Display driver atikmdag/nvlddmkm stopped responding and has recovered

taltamir

Weaksauce
Joined
Oct 20, 2007
Messages
65
How to fix the error:
"Display driver atikmdag/nvlddmkm stopped responding and has recovered".

A year ago if your video card crashed your computer will simply get stuck on one picture (usually with it being a distorted picture) and remain that way until you turn it off and then on again.
However with new drivers and the help of some new windows capabilities it will now terminate the driver and power cycle the video card. And then give you the message listed above... "atikmdag" for ati users. "nvlddmkm" for nvidia. This is a wonderful thing as it eliminates the need to restart when a video card crash occurs, protects your open data, and even allows some games to continue operating without crashing (some games can rehook into the driver once it restarts and proceed as if nothing happened).

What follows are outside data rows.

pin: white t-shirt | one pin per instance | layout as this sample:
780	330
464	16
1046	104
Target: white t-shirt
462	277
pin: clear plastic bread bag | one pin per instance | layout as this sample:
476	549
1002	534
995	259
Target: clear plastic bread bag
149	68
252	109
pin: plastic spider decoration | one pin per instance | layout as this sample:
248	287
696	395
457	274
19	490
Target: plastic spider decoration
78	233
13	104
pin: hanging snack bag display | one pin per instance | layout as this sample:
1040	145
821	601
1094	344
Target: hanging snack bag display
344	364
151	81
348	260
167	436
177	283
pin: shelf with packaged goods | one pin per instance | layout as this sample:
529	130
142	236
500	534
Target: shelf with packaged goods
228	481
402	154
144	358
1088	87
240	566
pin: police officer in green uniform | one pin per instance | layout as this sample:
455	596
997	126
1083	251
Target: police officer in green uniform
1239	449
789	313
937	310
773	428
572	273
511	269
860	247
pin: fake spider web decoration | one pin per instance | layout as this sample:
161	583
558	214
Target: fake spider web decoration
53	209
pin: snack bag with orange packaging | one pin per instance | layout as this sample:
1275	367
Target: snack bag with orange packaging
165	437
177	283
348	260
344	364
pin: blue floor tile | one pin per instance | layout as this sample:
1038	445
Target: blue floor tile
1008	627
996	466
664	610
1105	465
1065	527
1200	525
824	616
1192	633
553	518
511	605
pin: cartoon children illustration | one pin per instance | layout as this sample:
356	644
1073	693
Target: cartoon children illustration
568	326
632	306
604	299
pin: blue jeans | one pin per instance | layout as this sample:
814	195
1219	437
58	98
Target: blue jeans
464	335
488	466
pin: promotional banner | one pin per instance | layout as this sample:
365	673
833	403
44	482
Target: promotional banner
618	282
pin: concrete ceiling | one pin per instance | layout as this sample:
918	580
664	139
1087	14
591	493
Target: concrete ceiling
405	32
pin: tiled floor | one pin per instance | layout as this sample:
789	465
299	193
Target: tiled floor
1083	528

Unless this is happening with only one game (in which case it is the fault of the game) then you have a HARDWARE PROBLEM!
For example, I get it under a very specific reproduce able scenario in galciv2. I get it whenever the buggy nwn2 crashes, and I got it a few other times with specific games where it STOPPED happening after they released patches for said games OR newer drivers... but if you are getting this all the time for all games then your video card is crashing.

It is ALSO possible for it only happen with some games and STILL be a hardware problem... Just short of a year ago I built a system that will crash after about an hour of intensive gaming on only two games... those were the only two games I played that were intensive enough to cause it (with frame limitations preventing it on others)... The reason was that my power supply was inadequate. Upgrading the power supply eliminated all the problems.

Here is a step by step process of testing:

1. Make sure your power supply outputs enough amps on the appropriate rails for your video card. Remember that factory overclocked video cards require more power and that some power supplys cannot MAINTAIN the max amount provided over long periods of time... So it should be a certain amount over the minimum.
Note: If available you can test the video card on another computer (which has a good enough power supply) to quickly find out if your video card is defective.
2. Run memtest+ from www.memtest.org overnight, there should be 0 errors... even 1 error means your are overclocking the ram too hard, or that the ram / motherboard is defective.
3. If neither of the above is the problem then get a warranty replacement of your card!
4. If it still doesn't work get a warranty replacement for the motherboard.
5. If you have a factory overclocked card for which the warranty has EXPIRED you can try downclocking it to the "stock" speeds for the chip it uses. This will most likely solve your problem.

Unless you are overclocking or have ATROCIOUS blockages in your computer then cooling shouldn't be a problem... but it just might. I assume that if you are overclocking then you would know better and already realize that you simply need to overclock less aggressively.
 
Your last few lines there nail it.

I've only had this happen with ATi and nVidia products when I overclock way too far. I've been using Vista x64 since release. My GTX is a first rev card I've had since they came out too.

Recently, I have been playing with HD 3850 Crossfire in my other rig, Then an HD 3870 X2.

Also great points on the PSU. Never put hardware on a cheap a$$ PSU with "dirty" power and expect your overclocking to do well or your components to last long. Beware of very cheap PSUs with very high peak power ratings tested in cool conditions.
 
This has been very frustrating for me.

I've had this problem come up after the system was running fine.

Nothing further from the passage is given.